The new Ordinance should remove that anomaly. All organisations and individuals designated by the UN are now legally part and parcel of Pakistan's counter-terrorism laws, requiring the state to take action against them – and that includes the head of the LeT Saeed.

As of now, media reports indicate that the government has moved to take over some properties of JuD and FIF, which include a stud farm, a swimming academy, and its central facility the Markaz-e-Taiba at Muridke. This is actually the second time that the government has 'taken over' this institution.

The first was 2009. At the time, the Punjab government was supposed to have made an inventory of JuD assets, under the charge of a chief administrator, reporting to the Lahore district commissioner. Clearly, nothing has changed in eight years. The institution continues under the protection of 100 plus JuD guards. The only change is that they have been joined by a few added policemen.

The changed law now requires Pakistan to take action against not only Saeed but also the Jaish-e-Mohammed (JeM), a listed terrorist organisation. It requires the state to close down assets of these bodies, or at the very least takeover and re-engineer their schools, colleges and training centres away from a violent interpretation of Islam.

Most of all, it needs to take away the millions of dollars that are part of the funds of these organisations, and which feed terrorism elsewhere. New designations by the US treasury department reveal an extensive financial network that includes fundraising in the Gulf and financing of not only the Taliban but also Al-Qaeda, apart from operations in Afghanistan.

Indian intelligence has considerable details about Lashkar financing of the fight in Kashmir. This needs to be dovetailed with the US data and extensively publicised to be able to provide clinching proof that is legally sustainable, to indict and pressure Pakistan into acting against terrorist groups.

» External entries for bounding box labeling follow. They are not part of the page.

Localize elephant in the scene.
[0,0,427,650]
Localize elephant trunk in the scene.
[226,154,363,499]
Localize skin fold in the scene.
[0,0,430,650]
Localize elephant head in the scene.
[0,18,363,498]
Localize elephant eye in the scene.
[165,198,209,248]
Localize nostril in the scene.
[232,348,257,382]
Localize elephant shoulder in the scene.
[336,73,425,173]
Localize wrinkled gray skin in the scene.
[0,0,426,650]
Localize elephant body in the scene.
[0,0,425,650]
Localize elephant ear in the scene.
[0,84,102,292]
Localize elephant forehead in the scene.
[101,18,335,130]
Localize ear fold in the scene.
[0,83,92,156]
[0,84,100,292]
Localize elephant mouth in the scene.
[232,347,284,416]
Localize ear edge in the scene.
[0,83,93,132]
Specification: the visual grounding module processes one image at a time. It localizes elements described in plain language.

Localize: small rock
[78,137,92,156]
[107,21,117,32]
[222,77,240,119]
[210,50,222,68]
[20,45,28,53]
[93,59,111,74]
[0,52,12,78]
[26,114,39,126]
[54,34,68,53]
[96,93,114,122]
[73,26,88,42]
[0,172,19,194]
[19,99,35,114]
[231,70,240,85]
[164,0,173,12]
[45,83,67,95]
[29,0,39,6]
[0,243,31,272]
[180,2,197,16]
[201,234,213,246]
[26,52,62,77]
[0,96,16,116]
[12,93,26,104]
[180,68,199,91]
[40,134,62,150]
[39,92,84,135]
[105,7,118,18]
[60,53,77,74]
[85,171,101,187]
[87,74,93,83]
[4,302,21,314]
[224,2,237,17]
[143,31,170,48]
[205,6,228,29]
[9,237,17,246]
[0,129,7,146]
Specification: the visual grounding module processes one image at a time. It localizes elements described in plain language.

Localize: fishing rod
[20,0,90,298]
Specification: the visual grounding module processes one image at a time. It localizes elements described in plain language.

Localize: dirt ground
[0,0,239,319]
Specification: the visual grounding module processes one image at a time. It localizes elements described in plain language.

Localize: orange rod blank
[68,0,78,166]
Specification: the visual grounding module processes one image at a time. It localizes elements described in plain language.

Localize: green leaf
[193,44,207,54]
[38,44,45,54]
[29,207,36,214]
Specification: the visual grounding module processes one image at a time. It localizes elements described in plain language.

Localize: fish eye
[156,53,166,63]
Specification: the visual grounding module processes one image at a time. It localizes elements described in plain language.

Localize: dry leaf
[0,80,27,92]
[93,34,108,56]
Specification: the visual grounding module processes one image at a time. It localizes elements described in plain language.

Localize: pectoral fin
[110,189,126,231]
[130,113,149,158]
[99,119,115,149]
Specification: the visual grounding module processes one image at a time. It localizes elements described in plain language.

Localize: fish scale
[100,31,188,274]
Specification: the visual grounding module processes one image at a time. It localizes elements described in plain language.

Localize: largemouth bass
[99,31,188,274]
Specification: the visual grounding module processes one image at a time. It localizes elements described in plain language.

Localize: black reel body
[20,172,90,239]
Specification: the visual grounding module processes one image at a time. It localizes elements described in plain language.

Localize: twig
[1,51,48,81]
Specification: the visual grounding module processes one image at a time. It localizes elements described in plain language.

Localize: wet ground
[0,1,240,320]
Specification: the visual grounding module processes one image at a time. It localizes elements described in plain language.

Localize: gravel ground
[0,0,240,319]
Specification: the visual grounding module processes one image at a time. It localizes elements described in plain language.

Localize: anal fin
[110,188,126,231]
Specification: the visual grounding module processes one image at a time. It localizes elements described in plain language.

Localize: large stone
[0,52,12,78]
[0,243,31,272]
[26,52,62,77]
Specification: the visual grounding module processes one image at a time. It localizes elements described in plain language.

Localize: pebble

Meanwhile, it can be expected that various analysts will soon be writing about the difficulties that Pakistan is likely to face in 'taking on' the Lashkar and its affiliates. These arguments have been heard before, and need to be weighed against the realities that led to the likes of Mullah Abdul Baradar, one time Taliban strongman, being 'detained' in Pakistan for daring to open negotiations directly with the Afghan government; or the death of Mullah Akhtar Mansoor who tried to get out from under Pakistan's thumb and chart his own course.

Pakistan has its own effective way of dealing with recalcitrant terrorist leaders. And it doesn’t include giving them even the slenderest chance to bite the hand that feeds it.